Its never too late but it is important to heed the advice that if you're going to invest then you need to think long term i.e. 10 years minimum.
As far as I know (AFAIK), if you can lump sum £2880 before 5th April this tax year into a self invested personal pension (SIPP) it will enable you to gain the tax back for this year and then could do it gradually or lump sum again after 6th April.
When it comes to a stocks and shares ISA (S&SISA) I would suggest the first thing for you to do is assess your risk profile and how involved you want to be. If hands off you would probably want to invest in a fund. These will be available from a variety of sources and on various platforms.
I'm a relative newbie to this too but got sick of seeing all my cash savings effectively reducing because of inflation and so went for the relatively easy S&SISA (but capital still at risk in a downturn) Vanguard Life Strategy 60 (VLS) ~ 60% equities/40% bonds and I hold it on the Vanguard platform. I have no intention of touching this investment for at least 10 years.

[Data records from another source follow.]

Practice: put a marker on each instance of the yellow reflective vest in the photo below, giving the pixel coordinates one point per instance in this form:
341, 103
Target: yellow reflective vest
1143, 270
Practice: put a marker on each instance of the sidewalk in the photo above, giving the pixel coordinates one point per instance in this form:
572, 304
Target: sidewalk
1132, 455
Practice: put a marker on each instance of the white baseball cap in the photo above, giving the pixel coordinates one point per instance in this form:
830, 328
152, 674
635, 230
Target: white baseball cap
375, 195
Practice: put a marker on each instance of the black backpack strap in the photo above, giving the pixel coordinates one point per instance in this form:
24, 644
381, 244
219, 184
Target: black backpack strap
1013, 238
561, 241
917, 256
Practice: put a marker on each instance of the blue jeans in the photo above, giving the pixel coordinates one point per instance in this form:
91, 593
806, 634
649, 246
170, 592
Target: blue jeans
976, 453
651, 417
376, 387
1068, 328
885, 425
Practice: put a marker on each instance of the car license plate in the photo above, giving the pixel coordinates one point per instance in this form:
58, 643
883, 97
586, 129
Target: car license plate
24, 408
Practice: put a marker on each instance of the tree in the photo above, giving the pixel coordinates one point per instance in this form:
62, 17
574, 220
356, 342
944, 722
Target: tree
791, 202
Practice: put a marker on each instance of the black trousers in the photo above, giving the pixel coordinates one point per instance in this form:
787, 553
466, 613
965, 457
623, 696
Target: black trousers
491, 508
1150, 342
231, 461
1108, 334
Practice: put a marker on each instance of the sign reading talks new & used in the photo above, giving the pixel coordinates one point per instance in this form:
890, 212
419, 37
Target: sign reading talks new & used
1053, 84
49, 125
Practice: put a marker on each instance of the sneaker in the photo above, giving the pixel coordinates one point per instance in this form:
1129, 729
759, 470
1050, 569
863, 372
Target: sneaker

Similarly, I'm now considering a SIPP and another S&SISA and am currently trying to work out the best place to hold these as I have a very firm idea of what shares I want to place in the SIPP so Vanguard is no help for me in this. For the S&SISA, I will stick with another global fund probably around the same risk profile as the VLS60 or possibly increase the risk (higher balance of equities) slightly to similar to VLS80.
Good luck with your computations and considerations.